There are few other randomized trials describing the effects of antiplatelet therapy involving substantial numbers of subjects with CKD. The Antithrombotic Trialists' Collaborative Group reported the results of an individual patient data meta-analysis of antiplatelet therapy that included 99 cardiovascular events in 2,632 hemodialysis patients. They found a 41% odds reduction (SE 16%) in the risk of cardiovascular events among hemodialysis patients (40), compared with a 22% odds reduction (SE 2%) seen in the overall study population, although the difference was not statistically significant. The efficacy and harm of aspirin and other antiplatelet agents may not be homogeneous. Post-hoc analyses of the effect of additional clopidogrel over standard therapy according to GFR categories has shown a benefit consistent with that in the population with normal renal function in some (42) but not all (29) studies. For patients with diabetes and albuminuria, the addition of clopidogrel to aspirin was associated with increased mortality not seen in nonalbuminuric diabetic patients or nondiabetic patients in a post-hoc analysis (43).

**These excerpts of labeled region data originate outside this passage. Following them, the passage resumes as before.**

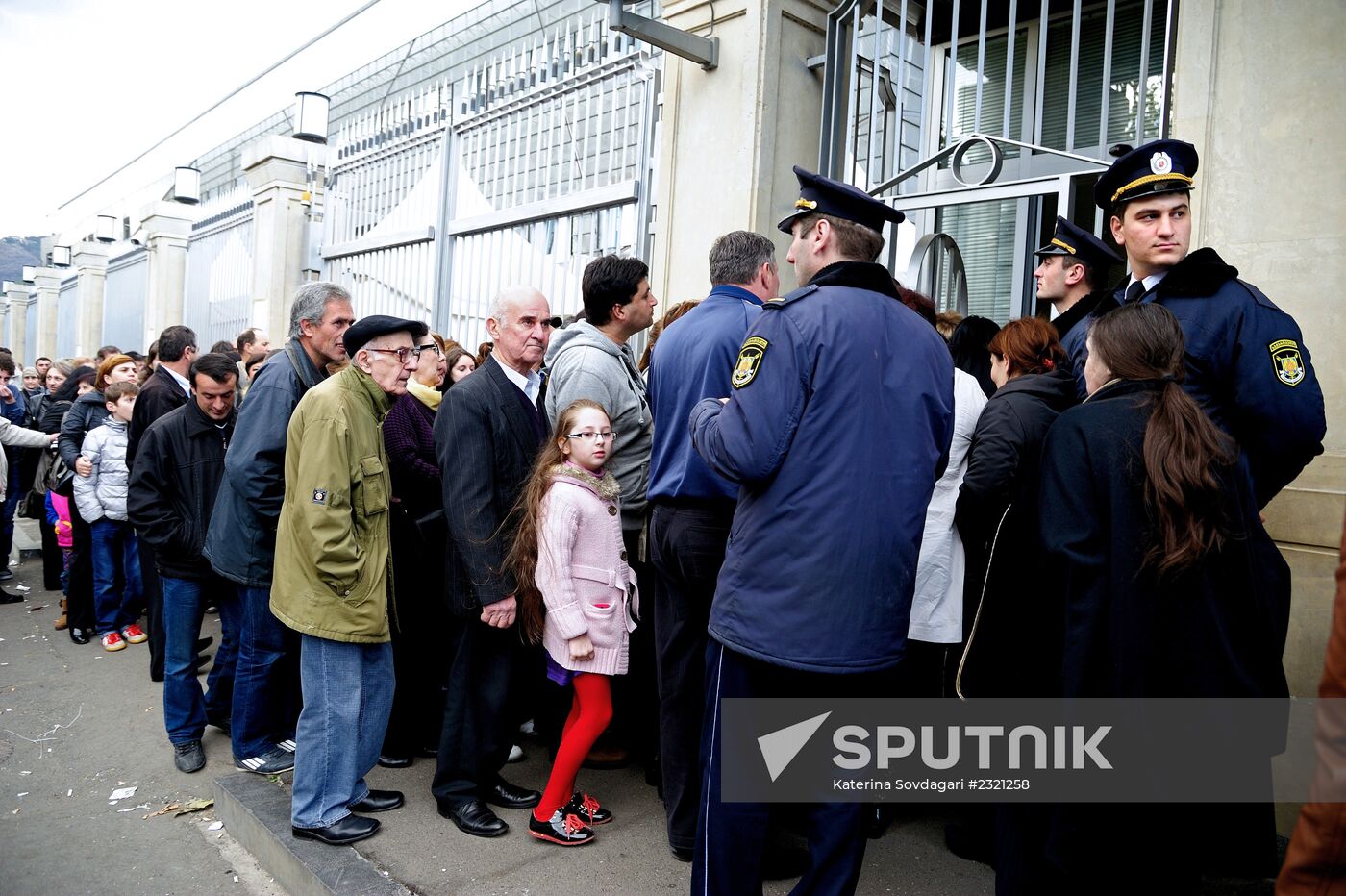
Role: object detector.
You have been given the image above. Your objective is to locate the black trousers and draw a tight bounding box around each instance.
[692,640,894,896]
[136,535,165,681]
[645,502,734,849]
[383,508,447,759]
[37,508,66,590]
[431,612,545,809]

This analysis has some important limitations. Only 2.9% of the study population had an eGFR <45 ml/min/1.73 m², limiting our power to estimate bleeding risk in this group. The small number of participants with CKD stage 4 and above (98 had an eGFR <30 ml/min/1.73 m²) mean the findings cannot be extrapolated to patients with severe CKD or end-stage kidney disease. In addition, the HOT study, as in many randomized trials of aspirin administration, did not report bleeding episodes with the same precision as cardiovascular outcomes, and bleeding episodes were not validated by an expert committee. Furthermore, this is a post-hoc analysis of a trial that was not designed (or powered) to examine the effects of aspirin according to categories of kidney function. Finally, the participants in this trial were at increased cardiovascular risk due to the blood pressure–based entry criteria, meaning extrapolation to persons with normal blood pressure levels is not possible.

Our results indicate that CKD predicts increased cardiovascular risk and greater net benefit with aspirin therapy. This finding reinforces calls to consider CKD when making decisions regarding treatment to mitigate cardiovascular risk. These results suggest that aspirin might be used more widely as primary prevention for high-risk patients with CKD.

The authors gratefully acknowledge the kind assistance of Ingrid Warnold, PhD, AstraZeneca, Mölndal, Sweden.